Last night, Viz Media announced that Neon Alley would be available on PC & Mac. The service, which was formerly tethered to gaming consoles, would be available to an exponentially larger potential audience. As expected, there was the requisite cheering and excitement by the greater market, and a few cries for other platforms to be supported, such as mobile and Roku. Personally, I can’t help but be a bit surprised at the success the service has seen since its creation last year. However, if we take a step back, it’s not overly difficult to see where it did things right.
Neon Alley hit the market as a total dark horse in the anime market. Neon Alley came about in a time when services like Crunchyroll, Anime Network, and FUNimation Video were pushing for a more “buffet-style” experience. They offered smorgasbords of content, served à la carte, so that people can sample and taste to their delight, and move on when they grow bored, or when a new title attracts their fancy. As time went on, they began to expand, from web sites, to apps to Roku boxes and game consoles! They were hailed as paragons of new media by their devotees, as people no longer needed to schedule their lives around what they watch. Titles were hitting faster, and the selection expanded at a fever pitch.
It comes as little surprise that, when Neon Alley hit, there was a definite degree of skepticism early on.

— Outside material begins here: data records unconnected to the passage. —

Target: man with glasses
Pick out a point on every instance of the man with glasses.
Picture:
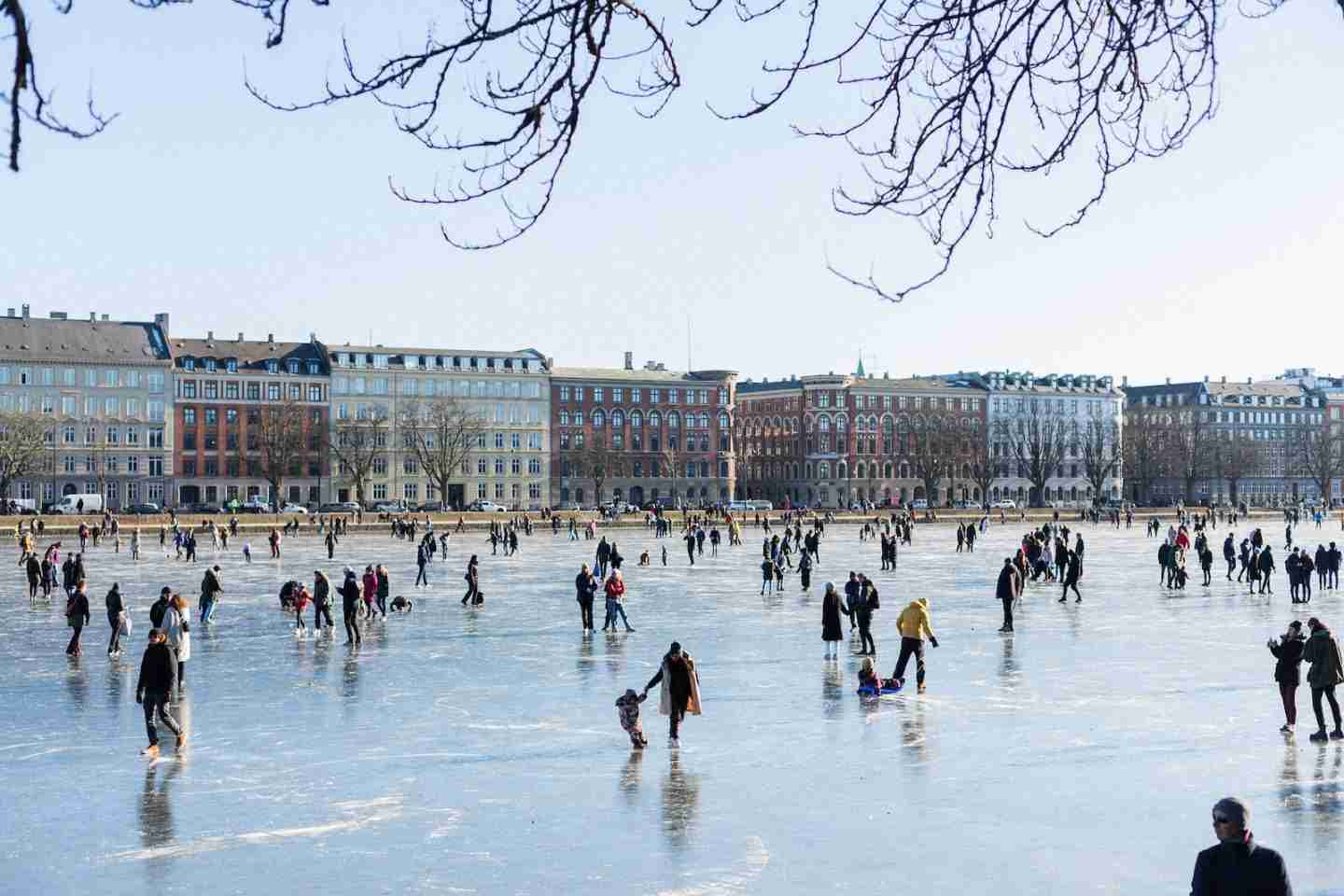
(1238, 864)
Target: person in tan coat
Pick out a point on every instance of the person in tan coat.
(680, 690)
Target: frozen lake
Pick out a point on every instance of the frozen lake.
(477, 751)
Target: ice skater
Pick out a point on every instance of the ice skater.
(153, 691)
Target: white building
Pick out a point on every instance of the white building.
(1072, 400)
(507, 390)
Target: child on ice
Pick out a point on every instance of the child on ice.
(628, 709)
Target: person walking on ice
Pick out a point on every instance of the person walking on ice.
(913, 623)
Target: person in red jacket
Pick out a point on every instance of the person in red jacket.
(614, 606)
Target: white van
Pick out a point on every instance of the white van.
(73, 504)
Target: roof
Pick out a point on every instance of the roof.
(397, 354)
(249, 354)
(84, 342)
(641, 375)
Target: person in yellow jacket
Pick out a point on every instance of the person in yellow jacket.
(914, 623)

The network seemed to be the exact opposite of the trending market. The service, which was initially exclusive to Sony’s PlayStation 3, ran on a linear schedule. They showed only dubbed shows, many of which hit the service weeks after they filtered out to Crunchyroll, FUNimation, and the like. On top of this, their pricing structure was almost identical to that of their counterparts, with monthly rates starting at $6.99. Some decried them as crazy, others saw it as a doomed endeavor. Others saw potential in the fact that it bucked trends and offered a product that the greater market ignored. There were challenges to be faced, and a larger burden of proof to be shouldered.
Rather than see these as handicaps, though, Viz embraced them. Viz relished their dub-only status, and used this in conjunction with their catalog to offer a selection that would be tough to resist. The network quickly began to entice potential viewers with dub premieres of films like Berserk: The Golden Arc I and shows like Accel World. At the same time, they began to utilize the linear format as a tool for marketing their products. For example, this week, Viz held “K Day” as part of their Anime Expo festivities. This was a golden opportunity to market their product to a willing audience. However, with Neon Alley, the company expanded the impact of their decision further. They ran a preview of the K dub during the Anime Expo airing, which quickly filtered to social media and created immediate buzz for the show.
At the same time, the network made quick work of filling repeats and gaps in their schedule with a variety of content that expanded outside the typical 13-25 male demographic. Shows like Nana and Lagrange: Flower of Rinne were given equal footing to more mainstream male-centric titles, like One Piece and Tiger & Bunny. This allowed the network to avoid the pitfall of diving too deeply into the Red Ocean occupied by the bigger players.
By branching out to PC, Neon Alley have shown that they intend to continue their growth. There are still numerous challenges the service faces, which will become even more apparent as the wider market has its way with the product. Likewise, one can’t help but wonder just how a wider market will take to the strict schedules of the linear network in the PC context. Personally, I can’t help but be a bit curious as to how they will perform going forward. Whether they succeed or not in this market space will be grounds for a number of studies about the nature of various markets, and how they behave in regards to their entertainment.